How to fix " TypeError: list indices must be integers or slices, not str. "?-CodePudding

I'm trying to scrape a website. I want to be able to retrieve a URL link from this webpage and use it to get to another page wherein I can access this information that I need.

import requests
from bs4 import BeautifulSoup

headers = {'User-agent': 'Mozilla/5.0 (Windows 10; Win64; x64; rv:101.0.1) Gecko/20100101 Firefox/101.0.1'}
baseUrl = 'https://elitejobstoday.com/'
url = "https://elitejobstoday.com/"

r = requests.get(url, headers = headers)
c = r.content
soup = BeautifulSoup(c, "lxml")

table = soup.find_all("a",  attrs = {"class": "job-details-link"})

This part works fine however the next part is where I get stuck.

def jobScan(link):
     
    the_job = {}

    jobUrl = '{}{}'.format(baseUrl, link['href'])
    the_job['urlLink'] = jobUrl

    job = requests.get(jobUrl, headers = headers )
    jobC = job.content
    jobSoup = BeautifulSoup(jobC, "lxml")

    name = jobSoup.find("h3", attrs={"class": "loop-item-title"})
    title = name.a.text
    the_job['title'] = title

    company = jobSoup.find_all("span", {"class": "job-company"})[0]
    company = company.text
    the_job['company'] = company

    print(the_job)

    return the_job

jobScan(table)

I'm getting this error:

"File "C:\Users\MUHUMUZA IVAN\Desktop\JobPortal\absa.py", line 41, in jobScan
    jobUrl = '{}{}'.format(baseUrl, link['href'])
TypeError: list indices must be integers or slices, not str "

I'm clearly doing something wrong but i can't see it.
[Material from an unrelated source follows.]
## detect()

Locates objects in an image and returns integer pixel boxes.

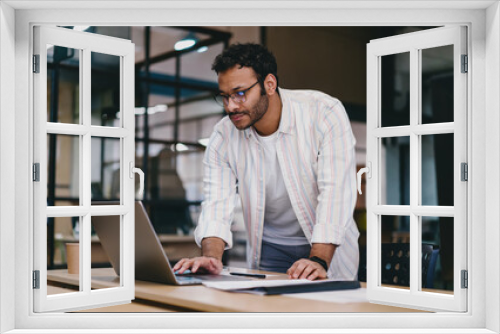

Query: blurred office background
[47,27,453,289]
I need your help. thanks.

CodePudding user response：

There are two main issues:

You are not iterating the ResultSet of urls, you push table as list of urls to your function.
Your urls become invalid, while prepending baseUrl, just try to use jobUrl = link['href'] cause path is absolute.
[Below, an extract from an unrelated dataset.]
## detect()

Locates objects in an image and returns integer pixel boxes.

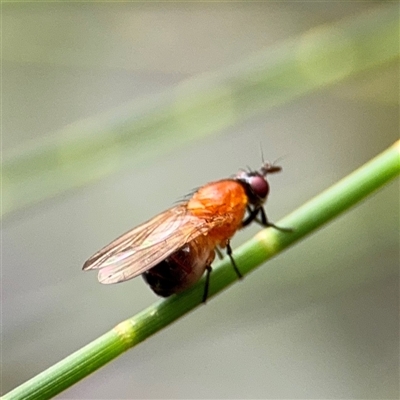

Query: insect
[83,163,289,302]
Note You also should check if the elements you are looking for exists in the responses

Example

Iterates over the first two urls - Third will give you an error, cause there is no <h3> in response, but this should be asked in new question with exact this focus:

def jobScan(link):
     
    the_job = {}

    jobUrl = link['href']
    print(jobUrl)
    the_job['urlLink'] = jobUrl

    job = requests.get(jobUrl, headers = headers )
    jobC = job.content
    jobSoup = BeautifulSoup(jobC, "lxml")

    name = jobSoup.find("h3", attrs={"class": "loop-item-title"})
    title = name.a.text
    the_job['title'] = title

    company = jobSoup.find_all("span", {"class": "job-company"})[0]
    company = company.text
    the_job['company'] = company

    return the_job

data = []

for a in table[:2]:
    data.append(jobScan(a))

data

Output

[{'urlLink': 'https://elitejobstoday.com/jobs/office-assistant-ngo-careers-at-world-vision-uganda/',
  'title': 'Project Accountant – Lego Foundation Playful Parenting Project (NGO Careers) at World Vision Uganda',
  'company': ' World Vision Uganda\n'},
 {'urlLink': 'https://elitejobstoday.com/jobs/survey-enumerators-41-positions-ngo-careers-at-catholic-relief-services-2022/',
  'title': 'Project Accountant – Lego Foundation Playful Parenting Project (NGO Careers) at World Vision Uganda',
  'company': ' Catholic Relief Services (CRS)\n'}]

CodePudding user response：

May be because table is a list of links, not one link ?